In Alignment with All Major Regulatory Bodies
Our central statistical monitoring technology adheres strictly to the GCP guidelines set forth by regulatory bodies such as the FDA, EMA, MHRA, and PMDA, ensuring users can effortlessly meet the highest compliance and efficiency standards. Discover how our expertise seamlessly integrates with the latest regulatory directives.
Food & Drug Administration (FDA) Guidance
The FDA’s Risk-Based Approach to Monitoring of Clinical Investigations guidance extends the original RBM guidance of 2013, offering clarification on specific questions related to RBM in a Q&A format. It underscores key aspects of RBM implementation, including conducting study risk assessments, emphasizing centralized monitoring, and advocating for thorough documentation of monitoring activities. Issued as the inaugural RBM guidance by a major regulatory body, the Oversight of Clinical Investigations document focuses on the operational phase of trial monitoring. It advocates for reduced reliance on traditional onsite monitoring and 100% source data verification (SDV) while promoting centralized monitoring, including statistical analysis of clinical data. Additionally, it recommends pre-study risk assessments to identify and evaluate risks associated with critical trial processes and data, thereby enhancing trial outcomes and patient safety. These insights are highly relevant to CluePoints clients.
Guidance for Industry Oversight of Clinical Investigations: A Risk-Based Approach to Monitoring
A Risk-Based Approach to Monitoring of Clinical Investigations: Questions & Answers
European Medicines Agency (EMA) Guidance
The EMA’s Reflection Paper on RBQM in Clinical Trials was issued shortly after the FDA released its RBM guidance. It promotes the adoption of risk-based approaches to quality management in clinical research, which closely aligns with the FDA’s guidance both in its timing of release and its core content. However, unlike the FDA guidance, the EMA reflection paper places less emphasis on operational study monitoring and instead prioritizes early and ongoing assessment and mitigation of study risks. It introduces the innovative concept of Quality Tolerance Limits (QTLs) to ensure that crucial study processes remain within acceptable ranges. The RBQM processes outlined in this paper, including the utilization of QTLs, serve as a precursor to the subsequent ICH E6 (R3) update.
Medicines & Healthcare Products Regulatory Agency (MHRA) Guidance
The MHRA released guidelines emphasizing tailored approaches to clinical trials and oversight of investigational medical products, stressing the benefits of risk-adapted strategies, such as cost reduction and improved resource use. The risk-adapted approach to clinical trials categorizes trials by associated risks and mandates specific assessments to inform management and monitoring strategies. The companion oversight and monitoring guidance outlines strategies aligned with trial risks, including central monitoring and statistical techniques.

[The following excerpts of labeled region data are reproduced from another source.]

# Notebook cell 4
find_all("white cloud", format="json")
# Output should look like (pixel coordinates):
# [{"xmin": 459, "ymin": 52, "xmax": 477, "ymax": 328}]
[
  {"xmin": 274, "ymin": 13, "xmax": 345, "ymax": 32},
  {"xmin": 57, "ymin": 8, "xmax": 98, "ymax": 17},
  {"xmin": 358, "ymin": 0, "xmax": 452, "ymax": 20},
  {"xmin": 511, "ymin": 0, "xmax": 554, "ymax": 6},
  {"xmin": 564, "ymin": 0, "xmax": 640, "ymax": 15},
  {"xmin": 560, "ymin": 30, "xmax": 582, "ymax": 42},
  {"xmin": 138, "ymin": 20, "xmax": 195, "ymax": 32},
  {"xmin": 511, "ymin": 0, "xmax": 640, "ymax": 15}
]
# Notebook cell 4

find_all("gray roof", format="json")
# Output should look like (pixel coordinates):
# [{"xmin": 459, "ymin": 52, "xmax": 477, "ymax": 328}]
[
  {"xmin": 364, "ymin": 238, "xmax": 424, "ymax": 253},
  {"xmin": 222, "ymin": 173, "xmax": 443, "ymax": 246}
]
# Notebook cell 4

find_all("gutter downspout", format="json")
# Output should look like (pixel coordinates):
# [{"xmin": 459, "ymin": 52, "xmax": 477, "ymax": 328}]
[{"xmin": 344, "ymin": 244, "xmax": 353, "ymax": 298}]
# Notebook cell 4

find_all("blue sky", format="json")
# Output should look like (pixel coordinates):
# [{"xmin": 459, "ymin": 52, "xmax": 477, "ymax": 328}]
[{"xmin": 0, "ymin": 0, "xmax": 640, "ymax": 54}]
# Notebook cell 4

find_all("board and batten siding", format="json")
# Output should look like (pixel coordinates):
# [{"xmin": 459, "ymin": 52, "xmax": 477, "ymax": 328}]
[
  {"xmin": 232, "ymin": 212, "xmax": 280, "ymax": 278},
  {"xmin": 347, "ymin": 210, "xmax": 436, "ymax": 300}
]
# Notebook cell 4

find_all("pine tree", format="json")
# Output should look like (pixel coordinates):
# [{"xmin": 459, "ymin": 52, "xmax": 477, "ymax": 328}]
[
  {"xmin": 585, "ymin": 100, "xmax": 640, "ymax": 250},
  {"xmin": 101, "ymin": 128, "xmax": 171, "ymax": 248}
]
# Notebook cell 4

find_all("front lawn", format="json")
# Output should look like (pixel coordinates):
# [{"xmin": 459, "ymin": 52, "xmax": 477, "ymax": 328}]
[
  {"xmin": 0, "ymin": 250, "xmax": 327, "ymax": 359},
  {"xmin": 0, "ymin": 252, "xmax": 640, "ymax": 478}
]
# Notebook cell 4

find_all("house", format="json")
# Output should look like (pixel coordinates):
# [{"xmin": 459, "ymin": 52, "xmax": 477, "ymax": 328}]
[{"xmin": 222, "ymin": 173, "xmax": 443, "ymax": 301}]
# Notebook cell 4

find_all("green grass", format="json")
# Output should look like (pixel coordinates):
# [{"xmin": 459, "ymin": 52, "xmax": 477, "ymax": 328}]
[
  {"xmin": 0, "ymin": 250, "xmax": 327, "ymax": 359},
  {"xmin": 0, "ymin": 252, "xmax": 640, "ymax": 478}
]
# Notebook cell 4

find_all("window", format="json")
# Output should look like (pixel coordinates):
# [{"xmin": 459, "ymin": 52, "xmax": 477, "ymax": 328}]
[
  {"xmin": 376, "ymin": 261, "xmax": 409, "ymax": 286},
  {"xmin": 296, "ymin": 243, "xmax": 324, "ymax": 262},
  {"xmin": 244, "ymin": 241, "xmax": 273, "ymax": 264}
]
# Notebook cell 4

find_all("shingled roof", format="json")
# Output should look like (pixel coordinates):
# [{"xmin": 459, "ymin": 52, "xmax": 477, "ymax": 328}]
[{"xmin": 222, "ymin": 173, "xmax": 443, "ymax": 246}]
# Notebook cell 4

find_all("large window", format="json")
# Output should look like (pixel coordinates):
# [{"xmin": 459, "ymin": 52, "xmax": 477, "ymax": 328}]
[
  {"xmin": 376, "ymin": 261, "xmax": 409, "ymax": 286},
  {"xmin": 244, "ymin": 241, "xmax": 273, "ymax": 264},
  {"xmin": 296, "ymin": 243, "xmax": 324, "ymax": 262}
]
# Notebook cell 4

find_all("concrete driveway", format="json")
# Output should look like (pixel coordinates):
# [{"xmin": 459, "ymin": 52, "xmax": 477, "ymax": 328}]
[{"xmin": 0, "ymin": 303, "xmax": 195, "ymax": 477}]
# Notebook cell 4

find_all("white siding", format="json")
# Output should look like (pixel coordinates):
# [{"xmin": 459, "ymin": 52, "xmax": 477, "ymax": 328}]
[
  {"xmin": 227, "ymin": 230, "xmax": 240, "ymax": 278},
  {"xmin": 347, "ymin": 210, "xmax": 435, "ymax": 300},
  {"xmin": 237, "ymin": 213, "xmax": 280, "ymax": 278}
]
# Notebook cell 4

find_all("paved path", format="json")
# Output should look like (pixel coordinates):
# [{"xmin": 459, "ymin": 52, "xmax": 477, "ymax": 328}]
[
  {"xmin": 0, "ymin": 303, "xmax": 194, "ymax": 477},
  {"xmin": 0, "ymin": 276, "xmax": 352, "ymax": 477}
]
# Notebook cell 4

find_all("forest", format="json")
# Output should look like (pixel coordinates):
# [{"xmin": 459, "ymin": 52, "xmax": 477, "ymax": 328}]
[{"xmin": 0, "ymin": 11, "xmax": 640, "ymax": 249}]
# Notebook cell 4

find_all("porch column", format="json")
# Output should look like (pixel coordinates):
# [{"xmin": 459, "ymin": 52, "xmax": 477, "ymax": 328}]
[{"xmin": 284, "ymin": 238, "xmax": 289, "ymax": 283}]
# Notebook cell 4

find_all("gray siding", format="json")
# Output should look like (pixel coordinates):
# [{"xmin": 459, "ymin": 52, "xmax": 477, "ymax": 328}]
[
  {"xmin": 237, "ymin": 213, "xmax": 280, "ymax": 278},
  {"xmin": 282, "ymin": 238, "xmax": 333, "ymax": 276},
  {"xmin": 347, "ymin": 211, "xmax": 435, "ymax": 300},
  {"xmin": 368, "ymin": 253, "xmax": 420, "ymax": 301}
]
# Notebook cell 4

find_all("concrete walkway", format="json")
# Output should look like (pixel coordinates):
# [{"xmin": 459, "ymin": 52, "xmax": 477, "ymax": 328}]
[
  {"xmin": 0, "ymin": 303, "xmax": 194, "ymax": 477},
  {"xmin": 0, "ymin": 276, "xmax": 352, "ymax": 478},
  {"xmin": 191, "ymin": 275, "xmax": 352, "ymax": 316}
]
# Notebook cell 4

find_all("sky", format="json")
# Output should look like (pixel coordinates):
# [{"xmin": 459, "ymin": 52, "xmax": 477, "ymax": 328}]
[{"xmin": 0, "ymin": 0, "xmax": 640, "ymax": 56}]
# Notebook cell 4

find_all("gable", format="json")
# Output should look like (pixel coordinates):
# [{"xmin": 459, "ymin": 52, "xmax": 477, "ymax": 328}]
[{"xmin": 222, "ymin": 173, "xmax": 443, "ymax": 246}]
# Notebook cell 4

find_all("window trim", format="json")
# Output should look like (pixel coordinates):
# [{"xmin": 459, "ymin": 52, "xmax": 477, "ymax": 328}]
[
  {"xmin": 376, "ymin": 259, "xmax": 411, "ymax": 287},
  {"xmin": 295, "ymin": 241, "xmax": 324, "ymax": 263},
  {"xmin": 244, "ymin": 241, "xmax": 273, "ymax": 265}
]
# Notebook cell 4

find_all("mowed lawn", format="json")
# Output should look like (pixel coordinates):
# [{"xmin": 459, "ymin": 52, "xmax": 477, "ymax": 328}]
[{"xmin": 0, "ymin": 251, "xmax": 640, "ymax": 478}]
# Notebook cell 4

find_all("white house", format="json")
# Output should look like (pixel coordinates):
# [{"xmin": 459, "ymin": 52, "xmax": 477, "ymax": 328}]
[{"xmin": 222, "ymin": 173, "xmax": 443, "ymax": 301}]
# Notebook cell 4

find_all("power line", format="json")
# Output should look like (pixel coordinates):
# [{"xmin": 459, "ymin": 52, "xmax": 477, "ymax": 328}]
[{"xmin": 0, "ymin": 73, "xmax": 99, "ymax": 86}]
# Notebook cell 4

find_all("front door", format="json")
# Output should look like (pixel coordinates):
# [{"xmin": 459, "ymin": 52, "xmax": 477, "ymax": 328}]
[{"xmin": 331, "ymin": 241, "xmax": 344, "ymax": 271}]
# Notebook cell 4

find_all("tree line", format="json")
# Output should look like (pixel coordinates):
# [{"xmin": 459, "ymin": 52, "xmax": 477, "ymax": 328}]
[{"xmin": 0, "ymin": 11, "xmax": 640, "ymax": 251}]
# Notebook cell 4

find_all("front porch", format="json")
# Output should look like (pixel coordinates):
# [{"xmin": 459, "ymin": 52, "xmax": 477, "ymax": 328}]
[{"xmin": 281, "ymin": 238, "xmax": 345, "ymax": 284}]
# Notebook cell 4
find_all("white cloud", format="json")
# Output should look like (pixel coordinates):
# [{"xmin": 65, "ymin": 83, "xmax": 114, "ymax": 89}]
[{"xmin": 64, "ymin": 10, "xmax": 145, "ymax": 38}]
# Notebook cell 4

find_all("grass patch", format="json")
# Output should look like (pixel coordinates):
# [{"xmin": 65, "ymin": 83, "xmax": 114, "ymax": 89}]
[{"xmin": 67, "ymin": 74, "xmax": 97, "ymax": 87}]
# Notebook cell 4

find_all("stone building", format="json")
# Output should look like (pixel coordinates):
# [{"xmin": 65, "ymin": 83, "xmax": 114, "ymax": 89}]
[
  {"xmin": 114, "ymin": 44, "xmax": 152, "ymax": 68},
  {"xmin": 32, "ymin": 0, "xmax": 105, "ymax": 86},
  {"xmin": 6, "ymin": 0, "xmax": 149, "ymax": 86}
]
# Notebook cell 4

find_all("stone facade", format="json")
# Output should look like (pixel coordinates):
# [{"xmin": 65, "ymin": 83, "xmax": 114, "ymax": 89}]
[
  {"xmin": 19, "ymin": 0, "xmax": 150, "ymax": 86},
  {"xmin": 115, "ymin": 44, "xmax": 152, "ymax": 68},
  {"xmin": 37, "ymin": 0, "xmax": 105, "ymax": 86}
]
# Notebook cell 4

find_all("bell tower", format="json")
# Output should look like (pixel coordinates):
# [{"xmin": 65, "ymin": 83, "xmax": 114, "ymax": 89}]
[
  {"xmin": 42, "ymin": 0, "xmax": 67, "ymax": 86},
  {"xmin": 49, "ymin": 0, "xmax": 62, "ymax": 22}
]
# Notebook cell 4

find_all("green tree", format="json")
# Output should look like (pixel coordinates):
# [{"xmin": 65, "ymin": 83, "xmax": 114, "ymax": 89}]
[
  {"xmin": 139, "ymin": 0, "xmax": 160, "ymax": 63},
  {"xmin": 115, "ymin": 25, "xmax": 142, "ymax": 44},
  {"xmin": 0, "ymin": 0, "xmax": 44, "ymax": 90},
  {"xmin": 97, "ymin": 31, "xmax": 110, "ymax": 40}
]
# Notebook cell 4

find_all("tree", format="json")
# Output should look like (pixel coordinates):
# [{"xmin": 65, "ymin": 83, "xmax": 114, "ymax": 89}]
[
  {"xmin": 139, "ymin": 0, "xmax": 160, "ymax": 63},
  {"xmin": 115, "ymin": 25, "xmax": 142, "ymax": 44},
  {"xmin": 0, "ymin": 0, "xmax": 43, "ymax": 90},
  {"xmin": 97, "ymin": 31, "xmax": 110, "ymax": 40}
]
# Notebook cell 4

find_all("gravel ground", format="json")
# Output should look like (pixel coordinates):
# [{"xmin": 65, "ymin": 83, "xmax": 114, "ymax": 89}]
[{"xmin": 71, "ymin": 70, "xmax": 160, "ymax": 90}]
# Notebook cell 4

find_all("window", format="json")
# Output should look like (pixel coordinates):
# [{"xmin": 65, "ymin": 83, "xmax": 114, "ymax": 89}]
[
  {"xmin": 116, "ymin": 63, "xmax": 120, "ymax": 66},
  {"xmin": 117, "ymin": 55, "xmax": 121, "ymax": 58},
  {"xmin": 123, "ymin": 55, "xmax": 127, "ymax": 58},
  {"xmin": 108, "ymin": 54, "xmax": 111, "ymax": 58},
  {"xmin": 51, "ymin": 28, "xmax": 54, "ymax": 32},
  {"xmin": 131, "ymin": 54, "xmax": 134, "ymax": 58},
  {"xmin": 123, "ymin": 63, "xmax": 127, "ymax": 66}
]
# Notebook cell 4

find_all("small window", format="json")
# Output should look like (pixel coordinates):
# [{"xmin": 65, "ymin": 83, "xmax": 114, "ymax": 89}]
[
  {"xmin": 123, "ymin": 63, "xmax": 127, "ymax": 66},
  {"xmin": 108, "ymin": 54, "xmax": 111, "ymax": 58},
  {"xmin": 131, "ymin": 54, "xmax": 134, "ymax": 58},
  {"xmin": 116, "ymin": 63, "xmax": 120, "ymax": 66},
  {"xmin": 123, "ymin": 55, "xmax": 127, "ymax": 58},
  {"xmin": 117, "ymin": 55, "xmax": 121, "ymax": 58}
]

It also recommends a risk-based approach to source data verification to prioritize verification based on trial risk levels.
Good Clinical Practice for Clinical Trials
Oversight & Monitoring of Investigational Medical Product Trials
Pharmaceuticals & Medical Devices Agency (PMDA) Guidance
The PMDA promotes a risk-based approach to clinical development (GCP) and drug manufacturing (GMP) as outlined in the Japanese Pharmacopoeia, which sets the official pharmaceutical standards for the country. This approach emphasizes managing risks from the initial development stage through post-marketing activities to ensure patient safety. Additionally, the Japanese Ministry of Health, Labour & Welfare supports risk-based monitoring, recognizing its potential to improve efficiency over SDV and provide clinical trial safety. They specifically reference the FDA’s and EMA’s 2011 draft guidance regarding risk-based monitoring, indicating a desire to harmonize standards and approaches to risk-based study execution.